Now you’re ready to add the next steps of the build. Scroll down and click to add a build step, select File Operations:

Next, add the File Delete File Operation:

In the Include File Pattern field, choose everything by using *

Now add a Build Step that is a HTTP Request, use the S3 artifact as the URL, eg. https://jenkins-codedeploybucket-kjjafe4o06iv.s3.amazonaws.com/codebuild-artifact.zip. This URL path was created for you when you launched the CloudFormation stack. You’ll find your URL path in the CloudFormation Outputs tab. For example, mine is below:

Check yes next to Ignore SSL errors.

Now we’ll add our final build step, click to add build step, then select file operations and choose Unzip. Enter the following as the zip file, this will be your build artifact location: codebuild-artifact.zip

Now we are ready to configure our Post-Build actions. Click to add a step and choose “Deploy an application to AWS CodeDeploy”.

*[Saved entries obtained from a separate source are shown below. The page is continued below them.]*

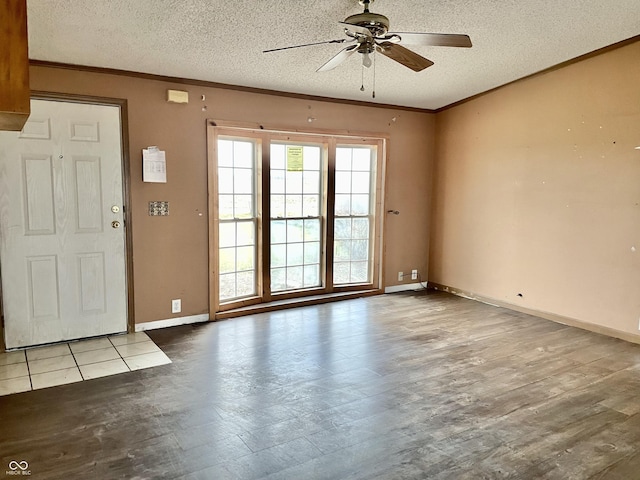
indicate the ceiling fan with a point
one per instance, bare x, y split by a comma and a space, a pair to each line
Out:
368, 33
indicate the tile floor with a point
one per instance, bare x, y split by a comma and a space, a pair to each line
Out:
48, 366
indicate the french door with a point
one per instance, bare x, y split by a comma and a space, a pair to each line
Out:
292, 214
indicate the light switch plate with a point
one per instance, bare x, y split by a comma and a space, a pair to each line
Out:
159, 209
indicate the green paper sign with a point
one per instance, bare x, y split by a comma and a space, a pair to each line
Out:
294, 159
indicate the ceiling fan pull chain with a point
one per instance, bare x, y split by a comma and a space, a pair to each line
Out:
373, 93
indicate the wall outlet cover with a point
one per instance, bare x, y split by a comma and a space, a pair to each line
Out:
176, 306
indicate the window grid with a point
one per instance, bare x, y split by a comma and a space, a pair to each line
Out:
353, 220
237, 226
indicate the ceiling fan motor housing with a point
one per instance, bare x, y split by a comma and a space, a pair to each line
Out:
377, 24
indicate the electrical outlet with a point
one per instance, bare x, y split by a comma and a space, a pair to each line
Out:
176, 305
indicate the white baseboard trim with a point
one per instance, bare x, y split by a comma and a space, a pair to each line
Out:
554, 317
404, 288
172, 322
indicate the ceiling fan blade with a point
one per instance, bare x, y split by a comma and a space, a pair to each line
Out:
341, 40
338, 59
357, 29
431, 39
404, 56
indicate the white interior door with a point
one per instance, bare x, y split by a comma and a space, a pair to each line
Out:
62, 259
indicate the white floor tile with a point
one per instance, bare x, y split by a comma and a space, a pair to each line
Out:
139, 348
14, 370
129, 338
51, 364
48, 352
95, 356
59, 377
10, 358
88, 345
147, 360
103, 369
15, 385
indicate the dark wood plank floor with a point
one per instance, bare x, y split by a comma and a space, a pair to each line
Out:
422, 385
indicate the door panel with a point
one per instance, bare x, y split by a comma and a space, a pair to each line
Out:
63, 265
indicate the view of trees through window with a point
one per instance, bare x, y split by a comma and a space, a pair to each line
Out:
309, 186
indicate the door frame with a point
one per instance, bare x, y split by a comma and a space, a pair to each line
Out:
121, 103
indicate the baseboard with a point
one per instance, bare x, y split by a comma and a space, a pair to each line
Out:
172, 322
572, 322
404, 288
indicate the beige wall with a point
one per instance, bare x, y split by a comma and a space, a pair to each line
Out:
537, 192
170, 253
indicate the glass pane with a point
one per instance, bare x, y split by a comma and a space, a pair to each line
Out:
278, 255
277, 181
311, 230
360, 228
343, 204
245, 258
293, 206
225, 207
227, 235
243, 206
312, 252
243, 154
294, 277
341, 273
245, 283
277, 156
294, 182
227, 260
360, 182
246, 233
236, 239
360, 272
277, 206
343, 159
225, 180
310, 206
225, 153
342, 250
359, 250
343, 182
295, 254
362, 159
311, 182
311, 158
243, 180
278, 279
311, 276
360, 205
278, 231
227, 286
342, 228
295, 231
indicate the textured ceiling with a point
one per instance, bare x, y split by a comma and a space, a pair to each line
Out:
222, 41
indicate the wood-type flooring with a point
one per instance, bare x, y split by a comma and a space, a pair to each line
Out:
418, 385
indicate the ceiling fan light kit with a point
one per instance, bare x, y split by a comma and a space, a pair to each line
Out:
369, 33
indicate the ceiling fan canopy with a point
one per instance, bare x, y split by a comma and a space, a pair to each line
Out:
369, 32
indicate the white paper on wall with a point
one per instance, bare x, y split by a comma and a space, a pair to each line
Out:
154, 165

We’ll be using several items from your CloudFormation Stack outputs to finish this step. Enter your AWS CodeDeploy Application Name, AWS CodeDeploy Deployment Group, AWS CodeDeploy Deployment Config, AWS Region and S3 Bucket. Leave the Include Files setting as it and add 0 as the Proxy Port. Select to Deploy Revision and click to Wait for deployment to finish. You can leave the settings as defaults.

Step 6 — Automatically Trigger Your Chaos Pipeline

Now we are ready to connect our Build-Test-Deploy Pipeline to our Staging Chaos Pipeline. Click to add a post-build action and choose “Build Other Projects”. Scroll up to find this item and drag it under your deployment step. We want this Chaos Gauntlet to trigger after you deploy your application to Staging. Enter the name of your previously created Chaos Pipeline, e.g. staging-chaos-pipeline as the project to build. Leave the option set to “Trigger only if the build is stable”.

Click save, you are now ready to run your Build-Test-Deploy pipeline that then automatically triggers your Staging Chaos Pipeline.

Step 7 — Learning from your Chaos Pipeline

A few examples of learnings you can gather from running your Chaos Pipeline is to validate that autoscaling is functioning as expected for your clusters. We can also use this Chaos Gauntlet to validate that autoscaling is working as expected. View the video below to see a demo of this in action:

Conclusion

This tutorial walked you through how to create a Chaos Pipeline for Staging that runs an automated Chaos Gauntlet. This makes use of the Gremlin API, Jenkins, AWS CodeBuild, AWS CodeDeploy, and AWS Cloudformation. We used Jenkins to create these CI/CD pipelines but you can also use Gremlin with other tools such as AWS Pipelines and Spinnaker.